Podałam mężczyźnie przygotowaną dla niego porcję. Ten jedynie wbił w nią wzrok.
-
Nie, dziękuję. - powiedział po chwili, co przyznam szczerze, zdziwiło
mnie i to bardzo. Musiał być głodny, więc dlaczego nie chciał jeść?
Zabraniały mu tego jakieś zasady, które sam ustanowił? A może żywił się
czym innym? Jeśli tak było, to czym? Nagle przypomniałam sobie nasze
pierwsze spotkanie. Dlaczego wtedy mnie zaatakował? Wyglądał wtedy na
bardzo głodnego. Dlaczego więc nie zakradł się do wioski, tylko wabił
mnie do siebie.
Miałam wrażenie, że mężczyzna unika mojego wzroku.
-
Nie zrozum mnie źle, nie jadam takich rzeczy. - dodał pospiesznie,
przez co zaniepokoiłam się jeszcze bardziej. Jego wyraz twarzy na nowo
stał się obojętny. Mężczyzna zgarbił się mocniej i odwrócił głowę z
powrotem w stronę płomieni. Ja natomiast przeniosłam wzrok na mięso, nie
bardzo wiedząc, co mam z nim zrobić. Taka porcja była dla mnie
zdecydowanie za duża, a szkoda mi było zmarnować taki kawał mięsa.
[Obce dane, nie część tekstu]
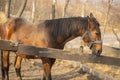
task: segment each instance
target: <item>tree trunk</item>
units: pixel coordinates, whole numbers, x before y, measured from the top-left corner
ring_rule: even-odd
[[[11,0],[6,0],[5,14],[6,14],[7,18],[10,18],[10,5],[11,5]]]
[[[68,7],[68,5],[69,5],[69,2],[70,2],[70,0],[67,0],[67,1],[65,2],[65,6],[64,6],[64,9],[63,9],[63,18],[66,17],[67,7]]]
[[[111,27],[112,27],[113,34],[116,36],[117,41],[119,42],[119,47],[120,47],[120,38],[119,38],[117,32],[114,30],[113,26],[111,26]]]
[[[85,2],[82,3],[82,13],[81,16],[84,17],[85,16]]]
[[[0,0],[0,11],[5,11],[5,3],[7,0]]]
[[[22,15],[25,7],[26,7],[27,0],[23,0],[23,1],[24,1],[24,2],[23,2],[23,4],[21,5],[19,11],[17,12],[16,17],[21,17],[21,15]]]
[[[33,0],[33,3],[32,3],[32,22],[35,21],[35,4],[36,4],[36,0]]]
[[[53,4],[52,4],[52,19],[55,18],[55,5],[57,3],[57,0],[53,0]]]
[[[106,31],[108,16],[109,16],[109,12],[110,12],[112,2],[113,2],[113,0],[108,1],[108,9],[107,9],[106,19],[105,19],[105,23],[104,23],[103,38],[104,38],[105,31]]]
- Lucan. - usłyszałam nagle. Szorstki ton głosu gościa wyrwał mnie z moich rozmyślań.
- Słucham? - zapytałam, ponownie spojrzawszy na mężczyznę. Ten westchnął z rezygnacją, przymrużając przy tym nieco powieki.
- Pytałaś jak mnie zwą. Odpowiadam. Lucan. - wyjaśnił z głośnym westchnięciem.
-
Ah, ja jestem Melody. - odparłam z uśmiechem. Dość długa chwila ciszy.
Zaczynałam czuć się niezręcznie. Poruszyłam nadgarstkiem dłoni, w której
trzymałam nóż, chcąc go odłożyć. Nagle poczułam pieczenie i ostry ból,
promieniujący od palca drugiej ręki. Opuściłam na nią wzrok,
dostrzegając całkiem głęboką ranę. Wbiłam ostrze w ziemię obok moich nóg
i zaczęłam ściskać ranę zwolnioną ręką, chcąc zatamować krwawienie.
Zajęta rozcięciem nawet nie zauważyłam, kiedy Lucan uklęknął przede mną
na jedno kolano i zaczął przyglądać się ranie.
- Daj, coś
zaradzę. - powiedział, wyciągając dłoń w moją stronę. Spojrzałam na
niego wystraszona. Nie miałam pojęcia, o co mu chodzi. Mężczyzna
westchnął i przewrócił oczami.
- Powiem Ci sekret. Gdybym
chciał zrobić Ci krzywdę, Twoje ciało rozkładało by się już w lesie, a
głowa popłynęłaby w dół rzeki wprost do oceanu. To jak, dasz sobie
pomóc? - Lucan uniósł brwi. Wyraz jego twarzy wciąż jednak był obojętny.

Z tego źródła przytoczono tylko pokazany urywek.